A baseball family in Pine Bluff, the Harrisons, Dale and Linda, moved their family to Bryant in 1985. Craig was playing college ball at Arkansas State, Tic was about to start his Bryant High School career and Jon (J-Bird) was a Little Leaguer. Ever since then, they’ve been involved to some degree in the Bryant Athletic Association and the youth baseball program.

Tic is sales manager at Priority Wire.

“I started about a month before I started coaching,” he mentioned. “I started in April at Priority and started coaching the Black Sox in May. I’ve actually been there so long, I don’t really have a title.”

He and his wife Michelle have two daughters, Keedy, 14, and Macy, 9.

Tic Harrison (Photo by Rick Nation)

Craig is vice-president, finance and accounting, at Axciom.

“I’m in charge of all the company contracts for material contracts for $500,000 and over,” he said. “I have to read all of those and get them approved internally and by our auditors. I’m in charge of our sales area, helping our sales guys. Under new leadership at the company, his job included some worldwide travel.

“In the last 18 months, I’ve gone to Shanghai, Sydney, Paris, Amsterdam and London, Sao Paola, Buenas Aires,” he recounted. “At the time, all of our accountants were under me in all of our non-U.S. operations. Now, we’ve flipped some things around because that got to be too much. So, I’m not traveling as much. I went to Brazil just to help because I have some acquisition training in my background. We’ve bought a company down there. That was in January.”

Craig and Sheryl have been married since 2003.

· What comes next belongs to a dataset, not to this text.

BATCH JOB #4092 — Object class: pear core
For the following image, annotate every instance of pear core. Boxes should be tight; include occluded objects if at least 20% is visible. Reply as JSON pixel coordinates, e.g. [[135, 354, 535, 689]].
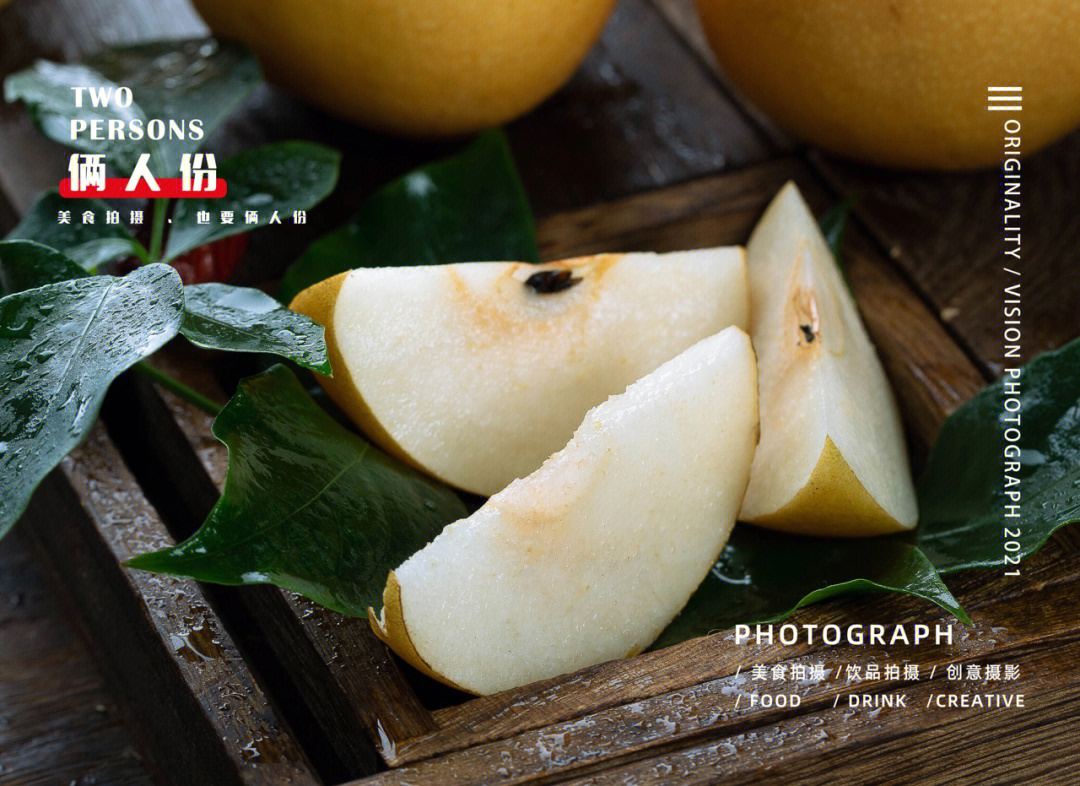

“I’m a grandparent,” he said proudly. “My oldest son Justin and his fiancée have a little girl Gracyn, born last June. My other step-son Drew is a senior at UAM. Justin’s passed his CPA so he’s accountant in Little Rock. Drew made all A’s this semester, majoring in accounting too. Their natural dad is an accountant and their step-dad’s an accountant so they’ve got a long life ahead of them.”

Earlier this week, Craig and Tic engaged in separate Q&A sessions:

BryantDaily.com: What went into your decision to not coach the Black Sox this year?

Tic: “Craig and I had always said that if one of us burned out or needed to quit for whatever reason, whether it was work, family or any reason, then we would both quit. So, he had some opportunities at work he felt like he needed to pursue. And, quite honestly, with the economy the way it was last year, it really kind of made you, anybody take inventory of your own job. It made some of your hobbies like coaching baseball — not less important — but you put a little more emphasis on what’s paying the bills.

“Craig did that and I did that too, maybe not with the travel that he’s been doing but just in general. It kind of made you realize that this is what’s important and baseball kind of took a backseat to that when you look at it that way.”

Craig: “First, let me say that coaching Legion ball is as big a part of my life as being an accountant or whatever. It defines who I have been. So it wasn’t an easy decision. But when we got to the point where you’re not wanting to go to the field, really — and not because of players, but because of time commitment or knowing when you get home you’re going to have to get on the internet and work, and that you’re going to have to get to the office at 7:30 the next morning.

“We’ve got a different crew at Acxiom than we had three years ago. So it’s been coming on. The 2007 season, I thought would be it because I was in the hotels and working and doing all that stuff. But we were so good. I mean, you can’t win a Regional and not come back. Then the 2008 season was just about the opposite. I thought we had a chance and we didn’t play as good and I knew we had everybody coming back. So, it was kind of all involved there but it was to a point there where I said, ‘Okay, I can’t say we’re done and then . . . ‘ You can’t cry, ‘Wolf’ every year. You, at some point, have to do it.“And really, I haven’t had any regrets. I’ve really enjoyed this spring with the (Bryant High School) ball team, especially the last four weeks, and not having to worry about what’s it mean, who’s playing, who’s not, who’s going to be gone for all-star games and all that.”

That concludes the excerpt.